Mustang Trek Day 5
Lo Manthang (3840 m)
When we found out that you are able to ride Tibetan ponies it was one of the major reasons we chose the Mustang trek - yes we are big kids at heart! On our second day in Lo Manthang the innkeeper provided us with horses and we set off for the much anticipated pony ride.
We rode northwards out of town, towards the Tibetan/China border, following the road past several small villages.
Dave was given a young tan horse that was eager to run. I was given a gorgeous older white and grey horse that was not quite up to the journey. My horse quickly earned the nickname "Bitey" because it wanted to go slow and if one of the other horses tried to pass him, he would bite or kick to prevent them from doing so. He flat out refused to run so I was often left plodding along behind while Dave and our guide took off ahead at a gallop.
Bitey |
Eventually we left the road and headed in to a valley surrounded by steep cliffs dotted with caves. We abandoned our horses at a guesthouse in Chhasar and completed the short walk uphill to the Jhang Caves.
Chhasar |
The Jhang Caves are 2500 years old and consist of 49 rooms on four different levels that were used to avoid invading armies.
Jhang Caves |
After exploring the maze inside the caves we crossed the valley to visit the Low Nyiphung Namdral Gompa which was a giant red building built in to the cliff side. Despite the grand exterior the inside was actually rather small and unimpressive with nothing more than a small monastery and a meditation cave.

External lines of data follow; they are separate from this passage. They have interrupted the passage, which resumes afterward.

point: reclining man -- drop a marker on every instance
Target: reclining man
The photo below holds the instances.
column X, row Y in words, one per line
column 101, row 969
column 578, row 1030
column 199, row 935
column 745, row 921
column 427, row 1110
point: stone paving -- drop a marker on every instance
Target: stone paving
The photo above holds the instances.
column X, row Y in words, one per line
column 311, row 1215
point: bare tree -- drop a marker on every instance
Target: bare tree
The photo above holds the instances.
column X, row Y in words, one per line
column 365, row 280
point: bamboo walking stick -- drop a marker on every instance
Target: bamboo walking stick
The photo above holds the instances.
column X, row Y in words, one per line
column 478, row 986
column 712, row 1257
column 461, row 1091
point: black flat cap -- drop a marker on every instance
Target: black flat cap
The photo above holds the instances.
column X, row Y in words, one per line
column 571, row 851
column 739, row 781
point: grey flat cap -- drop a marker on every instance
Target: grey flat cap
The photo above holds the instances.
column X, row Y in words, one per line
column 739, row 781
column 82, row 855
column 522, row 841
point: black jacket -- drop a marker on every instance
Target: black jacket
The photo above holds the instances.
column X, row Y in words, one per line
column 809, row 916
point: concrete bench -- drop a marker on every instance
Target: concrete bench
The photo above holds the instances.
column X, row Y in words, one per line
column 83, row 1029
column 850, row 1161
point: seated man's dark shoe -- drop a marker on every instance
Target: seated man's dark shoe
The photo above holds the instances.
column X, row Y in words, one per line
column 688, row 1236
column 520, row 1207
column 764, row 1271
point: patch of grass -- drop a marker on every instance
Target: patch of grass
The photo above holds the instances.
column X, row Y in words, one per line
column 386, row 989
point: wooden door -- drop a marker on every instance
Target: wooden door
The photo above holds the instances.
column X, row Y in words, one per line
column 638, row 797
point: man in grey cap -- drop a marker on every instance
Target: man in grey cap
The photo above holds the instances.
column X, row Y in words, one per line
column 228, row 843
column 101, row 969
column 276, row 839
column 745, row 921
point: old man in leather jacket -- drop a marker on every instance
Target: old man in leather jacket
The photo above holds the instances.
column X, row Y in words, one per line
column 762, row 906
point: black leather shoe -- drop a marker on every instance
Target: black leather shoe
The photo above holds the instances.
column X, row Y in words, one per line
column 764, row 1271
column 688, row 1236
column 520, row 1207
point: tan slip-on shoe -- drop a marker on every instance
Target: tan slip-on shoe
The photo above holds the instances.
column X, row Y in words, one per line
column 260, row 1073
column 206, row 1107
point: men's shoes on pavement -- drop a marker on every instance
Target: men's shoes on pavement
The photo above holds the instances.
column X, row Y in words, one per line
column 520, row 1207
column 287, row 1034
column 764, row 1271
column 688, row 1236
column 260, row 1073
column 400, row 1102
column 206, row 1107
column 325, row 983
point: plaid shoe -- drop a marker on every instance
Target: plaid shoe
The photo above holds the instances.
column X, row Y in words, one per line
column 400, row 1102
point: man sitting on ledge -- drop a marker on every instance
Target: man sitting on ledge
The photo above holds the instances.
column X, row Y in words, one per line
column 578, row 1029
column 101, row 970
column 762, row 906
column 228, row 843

Low Nyiphung Namdral Gompa |
Gong |
Buddha paintings |
Ancient text |
We returned to the guesthouse for lunch and then resumed our ride, stopping at two smaller villages and their tiny gompas.
Lunch with a view |
Our hostess |
Our hostess |
Next we took off towards the hills for a long circle of the countryside. The ride offered amazing views of the surrounding villages, vast pasture land and glaciated mountains above.

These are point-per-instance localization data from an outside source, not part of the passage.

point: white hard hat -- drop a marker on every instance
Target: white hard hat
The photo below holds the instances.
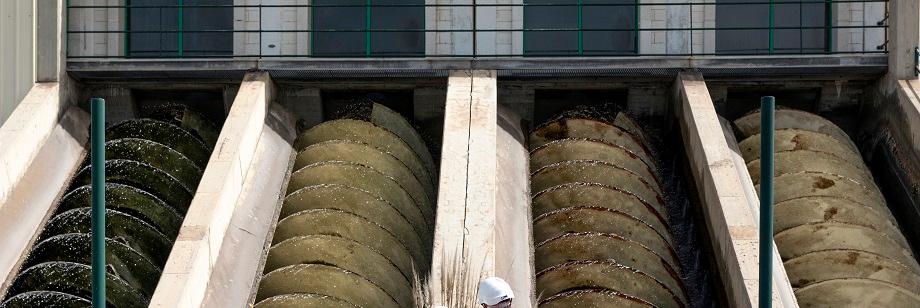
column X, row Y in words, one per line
column 493, row 290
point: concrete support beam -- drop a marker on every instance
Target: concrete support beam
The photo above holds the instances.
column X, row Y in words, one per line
column 207, row 224
column 483, row 210
column 38, row 155
column 238, row 265
column 904, row 37
column 725, row 189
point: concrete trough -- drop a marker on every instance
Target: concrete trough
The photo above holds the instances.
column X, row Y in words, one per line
column 46, row 193
column 844, row 184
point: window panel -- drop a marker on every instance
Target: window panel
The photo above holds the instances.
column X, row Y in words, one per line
column 757, row 15
column 593, row 17
column 167, row 19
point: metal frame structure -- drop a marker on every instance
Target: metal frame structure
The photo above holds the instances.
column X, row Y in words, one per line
column 828, row 28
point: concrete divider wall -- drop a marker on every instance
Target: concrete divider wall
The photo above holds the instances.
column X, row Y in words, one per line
column 194, row 256
column 483, row 205
column 41, row 146
column 730, row 216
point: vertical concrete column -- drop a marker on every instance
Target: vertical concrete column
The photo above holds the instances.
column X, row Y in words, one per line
column 194, row 255
column 482, row 220
column 729, row 210
column 675, row 16
column 904, row 37
column 238, row 265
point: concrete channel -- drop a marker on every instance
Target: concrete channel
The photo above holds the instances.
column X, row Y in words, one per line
column 470, row 208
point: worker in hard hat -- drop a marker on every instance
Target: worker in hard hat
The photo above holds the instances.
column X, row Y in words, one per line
column 495, row 293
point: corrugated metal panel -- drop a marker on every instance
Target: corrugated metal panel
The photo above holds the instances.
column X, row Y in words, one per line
column 16, row 56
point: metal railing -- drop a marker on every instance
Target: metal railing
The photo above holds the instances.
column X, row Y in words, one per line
column 697, row 27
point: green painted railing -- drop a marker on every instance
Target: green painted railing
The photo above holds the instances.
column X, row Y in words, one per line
column 638, row 31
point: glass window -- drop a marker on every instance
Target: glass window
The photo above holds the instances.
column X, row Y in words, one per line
column 347, row 27
column 731, row 41
column 167, row 19
column 605, row 30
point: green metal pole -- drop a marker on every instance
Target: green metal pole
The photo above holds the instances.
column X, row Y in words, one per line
column 767, row 106
column 97, row 153
column 771, row 26
column 181, row 15
column 581, row 38
column 367, row 27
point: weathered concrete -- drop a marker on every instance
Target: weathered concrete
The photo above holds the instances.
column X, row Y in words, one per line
column 462, row 248
column 16, row 57
column 728, row 206
column 238, row 266
column 513, row 222
column 196, row 250
column 43, row 158
column 483, row 210
column 904, row 37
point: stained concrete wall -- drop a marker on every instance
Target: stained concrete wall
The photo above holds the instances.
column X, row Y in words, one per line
column 17, row 32
column 728, row 207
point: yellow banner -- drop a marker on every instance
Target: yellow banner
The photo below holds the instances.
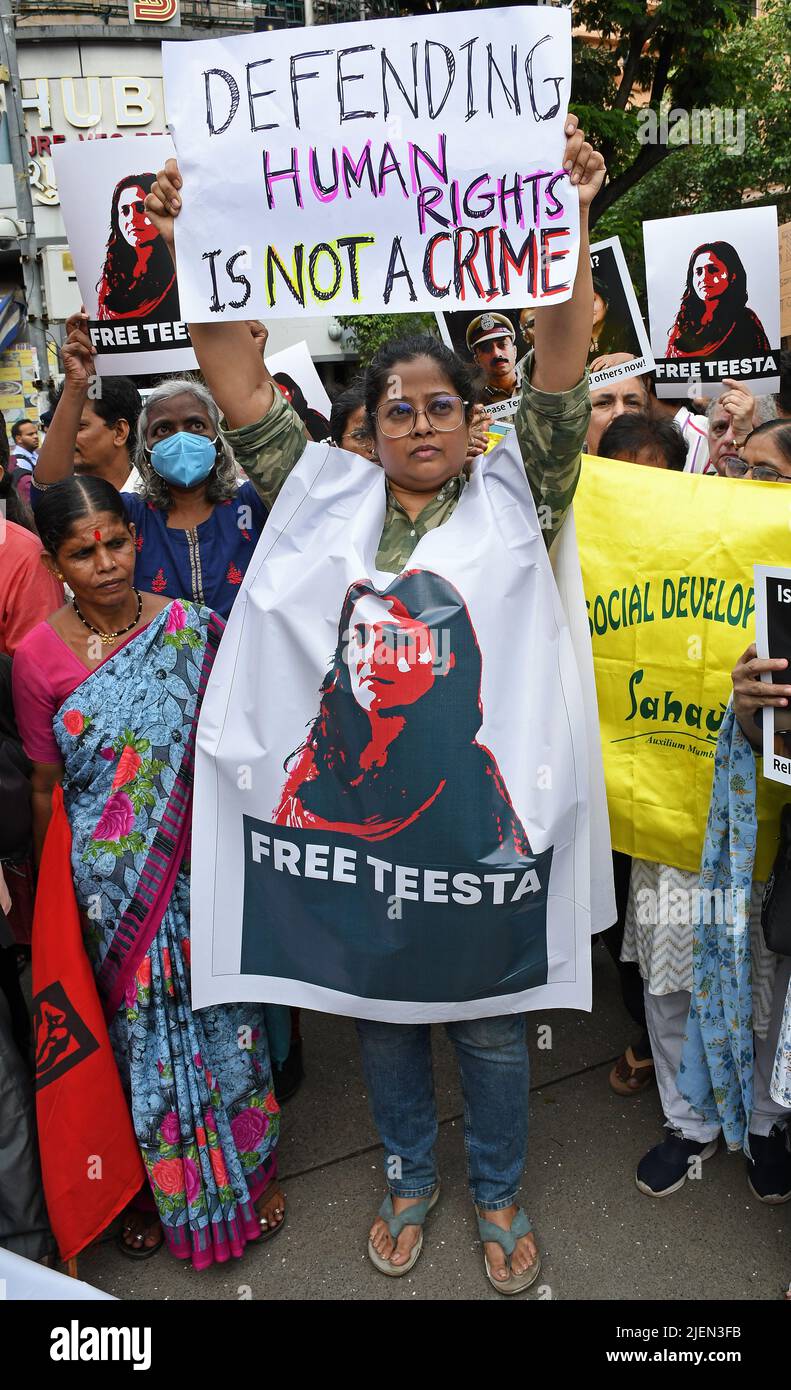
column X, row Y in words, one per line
column 667, row 573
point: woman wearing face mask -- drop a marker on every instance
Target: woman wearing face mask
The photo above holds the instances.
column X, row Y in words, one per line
column 196, row 528
column 107, row 694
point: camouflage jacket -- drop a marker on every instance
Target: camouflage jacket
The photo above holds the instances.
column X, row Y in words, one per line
column 551, row 430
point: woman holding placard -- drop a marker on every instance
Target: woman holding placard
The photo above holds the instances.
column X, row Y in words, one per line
column 196, row 526
column 419, row 405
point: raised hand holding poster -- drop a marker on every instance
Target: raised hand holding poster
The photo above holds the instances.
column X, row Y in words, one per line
column 124, row 270
column 374, row 166
column 773, row 641
column 715, row 305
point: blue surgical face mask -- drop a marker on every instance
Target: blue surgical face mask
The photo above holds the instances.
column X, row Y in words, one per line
column 184, row 459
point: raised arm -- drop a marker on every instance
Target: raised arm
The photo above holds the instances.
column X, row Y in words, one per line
column 563, row 331
column 231, row 363
column 555, row 407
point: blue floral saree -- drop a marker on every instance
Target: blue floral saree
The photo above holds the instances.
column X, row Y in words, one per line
column 199, row 1084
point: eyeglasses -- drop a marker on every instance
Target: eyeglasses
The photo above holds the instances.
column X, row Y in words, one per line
column 737, row 467
column 399, row 419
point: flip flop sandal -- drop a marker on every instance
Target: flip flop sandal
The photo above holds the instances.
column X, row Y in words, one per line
column 508, row 1239
column 413, row 1215
column 142, row 1251
column 630, row 1075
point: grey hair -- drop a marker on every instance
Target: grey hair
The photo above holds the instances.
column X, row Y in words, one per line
column 223, row 480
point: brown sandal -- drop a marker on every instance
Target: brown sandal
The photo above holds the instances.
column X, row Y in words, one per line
column 630, row 1076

As the day progress Bitey became more and more tired and grouchy. He had a hard time keeping his footing in the steep sandy trails and at one point he completely lost his footing falling to his front knees sending me flying over his head. By some miracle I was able to hold on and rite myself before I hit the sand.
After a full day of riding we returned to the guesthouse. We were both surprised to find that we were more sore from a day of riding than the fifteen previous days of walking!